On September 17 Warren’s brigade remained in reserve, shifting southward to support the operations of Ambrose Burnside against the bridge that today bears his name. Hours after the bridge was taken, the brigade moved forward across the bridge, encountering the bodies of members of the 51st New York and 51st Pennsylvania, who had stormed the bridge earlier. They observed another Zouave regiment, the 9th New York … Hawkins’s Zouaves … as they were checked short of Sharpsburg.
I have wondered what Denton must have made of his first battle when I walk across the ground upon which he marched … most recently, as you all now know, last June (this should help explain why I did not ford the creek … I was simply following in my ancestor’s footsteps, and the notion that nearly some 150 years later I would be discussing what happened at that bridge strikes me as worth contemplating). One must do a little research to find out where Denton’s regiment was: the location of Warren’s brigade would not be marked on the battlefield proper, unlike other units present at the battle. Indeed, it would not be until I traveled south to Shepherdstown that I would encounter that marker, at the site where Denton and his fellow recruits would fight for the first time.

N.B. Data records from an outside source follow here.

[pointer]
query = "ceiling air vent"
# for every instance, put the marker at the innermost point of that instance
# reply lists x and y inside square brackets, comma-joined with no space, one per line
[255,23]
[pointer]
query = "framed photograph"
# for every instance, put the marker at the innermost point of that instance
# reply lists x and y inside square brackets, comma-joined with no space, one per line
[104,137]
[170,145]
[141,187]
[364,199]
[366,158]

As if that was not enough, when Mark Grimsley and I led Gettysburg College’s Civil War Institute tour of Antietam last June, I made sure my wife and youngest daughter were present. I didn’t say much about Denton’s experiences (to them or anyone else) that afternoon, but, at our next stop, at the point at which A. P. Hill’s division appeared on the field, I took my wife aside and walked her over to the markers denoting the appearance of the regiment of one of her ancestors, Jordan Snow of the 28th North Carolina, that September afternoon. Indeed, this may have been the day of the war in which our ancestors were in closest proximity on a Civil War battlefield (rivaled, perhaps, by Chancellorsville). You can catch me returning from that mission on the C-SPAN telecast.
Many people will reflect today on the events of September 17, 1862, the bloodiest single day of combat in the American Civil War. I’ll have special reason to think about how it all looked to a young recruit … and to wonder whether, as he looked across the field to see Hawkins’s men checked by Hill’s arrival, he might have caught a glimpse of his future kinfolk.